Tom grimaced. “A grim souvenir.”
She shuddered. "The wounds will need cleaning. No knowing what disease that thing is carrying."
"That thing is my friend," Emyr said.
Mennvinn had the courtesy to look embarrassed, but Draig was not so tactful. "Cannot that thing be your friend."
"How can it be him at all?" Six asked. “He should be dead a thousand years."
"It’s this place," Tom replied. "It’s kept him alive."
"How?"
"This stone directs magic. That’s what Ambrose said. Anything trapped inside cannot die because the elements can’t get out. They’re trapped. That’s how Ambrose kept himself alive. He made a cave of this stone. His elements had nowhere to go, and so he just kept living."
Mennvinn was wiping his neck with a wet cloth that stung. "You can’t cheat death,” she said, then muttered, ”You’re bleeding a lot.”
"Ambrose lived a thousand years because of this stone."
"But he didn’t look like Rimestenn,” Six said.
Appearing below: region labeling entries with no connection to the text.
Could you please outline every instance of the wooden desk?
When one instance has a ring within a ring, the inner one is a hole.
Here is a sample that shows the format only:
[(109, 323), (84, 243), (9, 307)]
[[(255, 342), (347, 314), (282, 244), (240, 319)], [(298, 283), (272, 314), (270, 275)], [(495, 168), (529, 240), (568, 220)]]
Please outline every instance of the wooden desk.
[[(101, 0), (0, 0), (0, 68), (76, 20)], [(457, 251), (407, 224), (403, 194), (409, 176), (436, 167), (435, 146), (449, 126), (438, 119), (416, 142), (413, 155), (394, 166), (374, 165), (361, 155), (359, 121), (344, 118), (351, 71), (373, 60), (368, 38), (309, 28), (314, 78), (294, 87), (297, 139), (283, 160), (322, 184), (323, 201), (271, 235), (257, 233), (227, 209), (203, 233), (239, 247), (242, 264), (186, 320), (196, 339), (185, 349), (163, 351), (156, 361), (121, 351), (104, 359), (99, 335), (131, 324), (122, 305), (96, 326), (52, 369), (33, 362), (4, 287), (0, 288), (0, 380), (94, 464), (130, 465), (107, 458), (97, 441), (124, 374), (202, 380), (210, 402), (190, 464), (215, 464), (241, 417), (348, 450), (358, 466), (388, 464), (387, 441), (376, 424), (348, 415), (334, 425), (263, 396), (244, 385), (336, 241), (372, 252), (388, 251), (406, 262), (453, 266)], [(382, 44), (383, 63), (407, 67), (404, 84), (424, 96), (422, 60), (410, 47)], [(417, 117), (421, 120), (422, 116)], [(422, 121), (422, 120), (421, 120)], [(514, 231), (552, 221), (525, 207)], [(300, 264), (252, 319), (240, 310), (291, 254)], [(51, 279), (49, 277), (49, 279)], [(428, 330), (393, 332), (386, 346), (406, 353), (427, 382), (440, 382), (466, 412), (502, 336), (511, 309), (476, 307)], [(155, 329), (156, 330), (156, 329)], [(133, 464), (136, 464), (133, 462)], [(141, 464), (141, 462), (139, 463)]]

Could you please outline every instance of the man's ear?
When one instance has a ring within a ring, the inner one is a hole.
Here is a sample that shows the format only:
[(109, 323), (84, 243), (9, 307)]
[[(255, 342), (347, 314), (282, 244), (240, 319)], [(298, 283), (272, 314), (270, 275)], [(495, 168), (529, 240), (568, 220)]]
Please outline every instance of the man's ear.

“There must be something wrong with this place,” Tom said. Mennvinn finished wiping his skin and started threading a needle. More stitches. “Rimestenn didn’t do it right."
"So we’re going to end up looking like that?" Jarnstenn asked. "Walking corpses, the lot of us?"
"No," Tom shook his head, stopped when Mennvinn told him to be still. "We get to the end of this maze. Find Orlannu and leave." Leave and go back to Faerie, for Katharine and Rose.
"Won’t be easy. That thing ripped my map." Jarnstenn held up the tattered remains. "And I don’t know where we are now."
Lost. In a maze the size of a city. With food and water for five days. And Rimestenn was still out there.
"What do we do?" Mennvinn asked. She sounded calm, matter-of-fact. Her hand didn’t shake as she drew thread through the flesh of his neck, but Tom could tell she was terrified.